While we all bristle at that notorious newswoman's assessment, the fact
remains that our population has been halved in the last 50 years. And when
the residents fled, the businesses followed, leaving in their wake
mile upon endless mile of once majestic remains.
But in searching for solutions to what is often called the "problem"
of Detroit, I am time and again drawn to an intriguing premise raised by
one of my professors: What if we were to approach the city as if there were
no problem? A radical notion, especially here, but by no means an irrelevant
one. The idea forces us to rethink not only our solutions for the city but
the problems we perceive here. What if, for example, we were to stop seeing
the train station as a building that has ceased to function? For the last
14 years Michigan Central Depot has been considered for use as a monastery,
a casino, a shopping mall, an athletic club, and a fish hatchery. While
each deal was debated, negotiated, and ultimately discarded, the building
continued to serve as shelter, studio, film set, drug den, observation
deck, and inspiration to countless numbers of locals and tourists--no haggling
necessary.
Pick up any paper, pump any politician, query any developer, and of course
you'll hear that refurbishing the old train station symbolizes "progress."
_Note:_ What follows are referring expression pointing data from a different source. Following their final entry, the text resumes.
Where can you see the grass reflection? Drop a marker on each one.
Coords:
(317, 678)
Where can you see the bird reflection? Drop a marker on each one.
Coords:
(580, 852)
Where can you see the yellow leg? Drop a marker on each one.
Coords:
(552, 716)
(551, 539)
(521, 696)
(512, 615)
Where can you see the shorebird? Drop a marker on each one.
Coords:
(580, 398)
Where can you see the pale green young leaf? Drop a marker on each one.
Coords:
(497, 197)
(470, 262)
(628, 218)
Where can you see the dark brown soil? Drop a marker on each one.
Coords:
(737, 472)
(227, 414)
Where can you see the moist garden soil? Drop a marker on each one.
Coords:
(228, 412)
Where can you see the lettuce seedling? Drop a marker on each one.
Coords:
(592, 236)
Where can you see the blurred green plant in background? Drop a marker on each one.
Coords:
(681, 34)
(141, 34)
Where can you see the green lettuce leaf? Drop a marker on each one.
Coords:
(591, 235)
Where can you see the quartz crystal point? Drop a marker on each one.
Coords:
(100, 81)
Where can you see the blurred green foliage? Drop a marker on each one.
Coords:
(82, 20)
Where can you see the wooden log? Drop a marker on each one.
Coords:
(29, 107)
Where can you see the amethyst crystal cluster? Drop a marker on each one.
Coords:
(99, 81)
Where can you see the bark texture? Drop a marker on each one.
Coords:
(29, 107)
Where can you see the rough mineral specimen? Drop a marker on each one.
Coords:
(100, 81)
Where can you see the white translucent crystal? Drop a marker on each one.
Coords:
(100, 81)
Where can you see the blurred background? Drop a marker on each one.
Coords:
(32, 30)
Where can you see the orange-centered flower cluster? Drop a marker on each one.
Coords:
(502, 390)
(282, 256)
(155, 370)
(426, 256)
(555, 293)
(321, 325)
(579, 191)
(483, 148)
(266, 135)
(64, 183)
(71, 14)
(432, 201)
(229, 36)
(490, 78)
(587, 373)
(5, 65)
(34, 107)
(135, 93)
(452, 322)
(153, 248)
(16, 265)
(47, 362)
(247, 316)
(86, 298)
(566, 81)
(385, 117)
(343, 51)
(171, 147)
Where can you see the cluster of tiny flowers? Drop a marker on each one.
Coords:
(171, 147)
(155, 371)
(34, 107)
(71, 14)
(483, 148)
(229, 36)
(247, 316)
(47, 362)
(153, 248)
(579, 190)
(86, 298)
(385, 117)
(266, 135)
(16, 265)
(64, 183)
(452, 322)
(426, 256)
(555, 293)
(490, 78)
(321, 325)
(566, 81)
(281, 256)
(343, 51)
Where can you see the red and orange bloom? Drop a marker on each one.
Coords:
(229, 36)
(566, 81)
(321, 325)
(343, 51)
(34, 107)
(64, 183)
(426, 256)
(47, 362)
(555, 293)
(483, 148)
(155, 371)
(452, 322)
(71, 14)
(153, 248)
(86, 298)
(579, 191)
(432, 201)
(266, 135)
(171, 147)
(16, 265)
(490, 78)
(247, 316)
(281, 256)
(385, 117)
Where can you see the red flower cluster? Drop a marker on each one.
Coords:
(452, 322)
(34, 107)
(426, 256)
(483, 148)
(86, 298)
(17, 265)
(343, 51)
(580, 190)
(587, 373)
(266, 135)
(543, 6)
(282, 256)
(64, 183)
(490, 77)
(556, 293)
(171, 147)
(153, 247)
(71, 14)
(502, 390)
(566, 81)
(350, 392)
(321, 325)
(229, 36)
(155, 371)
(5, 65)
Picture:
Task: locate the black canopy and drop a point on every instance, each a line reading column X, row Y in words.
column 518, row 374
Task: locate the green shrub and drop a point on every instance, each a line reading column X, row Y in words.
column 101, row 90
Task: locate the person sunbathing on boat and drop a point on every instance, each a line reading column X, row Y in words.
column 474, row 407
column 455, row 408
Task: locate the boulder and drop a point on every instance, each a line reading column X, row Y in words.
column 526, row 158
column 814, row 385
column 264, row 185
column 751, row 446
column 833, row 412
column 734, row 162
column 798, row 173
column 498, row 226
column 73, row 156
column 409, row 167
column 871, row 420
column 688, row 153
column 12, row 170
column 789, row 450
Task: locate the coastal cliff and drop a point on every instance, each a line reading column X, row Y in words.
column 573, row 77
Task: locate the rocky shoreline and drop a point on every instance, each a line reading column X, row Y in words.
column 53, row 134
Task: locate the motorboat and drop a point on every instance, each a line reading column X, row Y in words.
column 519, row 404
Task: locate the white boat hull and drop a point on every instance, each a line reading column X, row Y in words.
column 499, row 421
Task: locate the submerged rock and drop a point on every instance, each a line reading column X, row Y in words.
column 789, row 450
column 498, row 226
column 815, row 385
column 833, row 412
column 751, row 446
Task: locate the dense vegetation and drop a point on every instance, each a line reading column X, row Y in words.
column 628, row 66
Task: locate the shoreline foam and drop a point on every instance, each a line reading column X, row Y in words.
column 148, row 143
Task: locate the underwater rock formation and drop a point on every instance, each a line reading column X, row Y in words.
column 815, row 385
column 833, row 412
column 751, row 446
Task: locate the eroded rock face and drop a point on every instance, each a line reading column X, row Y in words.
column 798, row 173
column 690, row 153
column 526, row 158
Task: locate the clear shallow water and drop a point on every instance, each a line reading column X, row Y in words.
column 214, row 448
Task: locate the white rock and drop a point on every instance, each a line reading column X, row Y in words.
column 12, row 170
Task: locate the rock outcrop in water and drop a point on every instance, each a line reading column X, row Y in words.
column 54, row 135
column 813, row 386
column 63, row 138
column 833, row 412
After all, creating order (real or imagined) is what planners and politicians
and developers do. And if the media is to be believed, there is no city
more chaotic, more in need of order, than Detroit.
So overpowering is the urge to control our desperately desired revival that
the city council has informed the owner of the train station, a shady mogul
by the name of Matty Maroun, that if he does not transform the building
soon, the city will tear it down. This, it must be understood, is the modus
operandi in Detroit, a way of erasing our painful past (and present)--whether
or not there is an imaginable future to rise up in its place.
I recently discovered that the latest proposal for the train station--conversion
to an international trade center--had been considered once before, in the
late 1980s. I found it especially instructive, and slightly unsettling,
to learn that the model for the original project was a complex of "gleaming
towers" on the banks of the Hudson River. Certainly no one could have
planned for what happened there.
How is it, then, that when we talk of progress in our cities we consistently
fail to acknowledge the attendant concept of progression, an inherently
organic act? No matter how much we negotiate and finagle and brainstorm
and build up, the truth of the matter is, a city is as natural as a forest
or a desert or an ocean. Its structures will ebb and flow and cycle
much as the trees and the sand and the waves will. And like any sacred spot
in the Hiawatha or the Mojave or the Pacific, under just the right
circumstances--say a mild midwinter day with late-afternoon sunlight turning
the sandstone a gloriously warm gold--one empty building among them all
might be the most perfect place on earth.